Gene flow (migration) introduces alleles from one population into another, homogenizing allele frequencies across populations and reducing genetic differentiation. Even small amounts of gene flow can counteract local adaptation and prevent speciation by swamping local selection. Conversely, restriction of gene flow allows populations to diverge and can lead to reproductive isolation and speciation.
You have already studied allele frequency change and the forces that drive it — selection, drift, mutation. Gene flow, also called migration in population genetics models, is the fourth force, and it is unique because it acts between populations rather than within them. Where selection and drift reshape a single population's allele frequencies, gene flow connects populations by transferring alleles from one gene pool to another. Understanding gene flow quantitatively allows you to predict whether populations will remain genetically similar or drift apart toward speciation.
The simplest model is the island model: imagine a large mainland population sending migrants to a small island population at rate *m* (the fraction of the island population replaced by migrants each generation). If the mainland has allele frequency *p* and the island has frequency *p'*, then after one generation of migration the island's new frequency shifts toward the mainland by an amount proportional to *m* × (*p* − *p'*). This means gene flow acts like a spring pulling the island frequency toward the mainland frequency, and the strength of that pull is directly proportional to the migration rate. Over many generations, even modest migration (a few percent per generation) is enough to make the island nearly genetically identical to the mainland.
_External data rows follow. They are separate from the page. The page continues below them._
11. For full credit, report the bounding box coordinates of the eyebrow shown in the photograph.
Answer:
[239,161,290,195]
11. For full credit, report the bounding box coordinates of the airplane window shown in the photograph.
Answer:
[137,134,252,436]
The evolutionary significance becomes clear when you consider gene flow's interaction with other forces. Suppose the island environment favors a locally adaptive allele that is rare on the mainland. Selection pushes that allele's frequency up on the island, but gene flow keeps importing the mainland allele, dragging the frequency back down. The outcome depends on the relative strength: if selection is much stronger than gene flow (*s* >> *m*), local adaptation persists despite migration. If gene flow overwhelms selection (*m* >> *s*), the island population cannot maintain its local adaptation and instead mirrors the mainland genetically. This migration-selection balance is why populations of the same species can look very different across strong environmental gradients (where selection overcomes gene flow) but very similar across gentle ones (where gene flow homogenizes).
Gene flow's role in speciation is essentially the flip side of its homogenizing power. For two populations to diverge enough to become separate species, gene flow between them must be reduced below the threshold where it can counteract divergence by drift and selection. Geographic barriers accomplish this most obviously — a mountain range or ocean channel physically prevents migration. But gene flow can also be reduced by behavioral changes (different mating calls), temporal isolation (different breeding seasons), or habitat preferences (feeding in different microhabitats), even when populations are geographically close. This is why population geneticists measure gene flow indirectly through FST and related statistics: high genetic differentiation between populations implies low historical gene flow, providing evidence for the isolation that precedes speciation.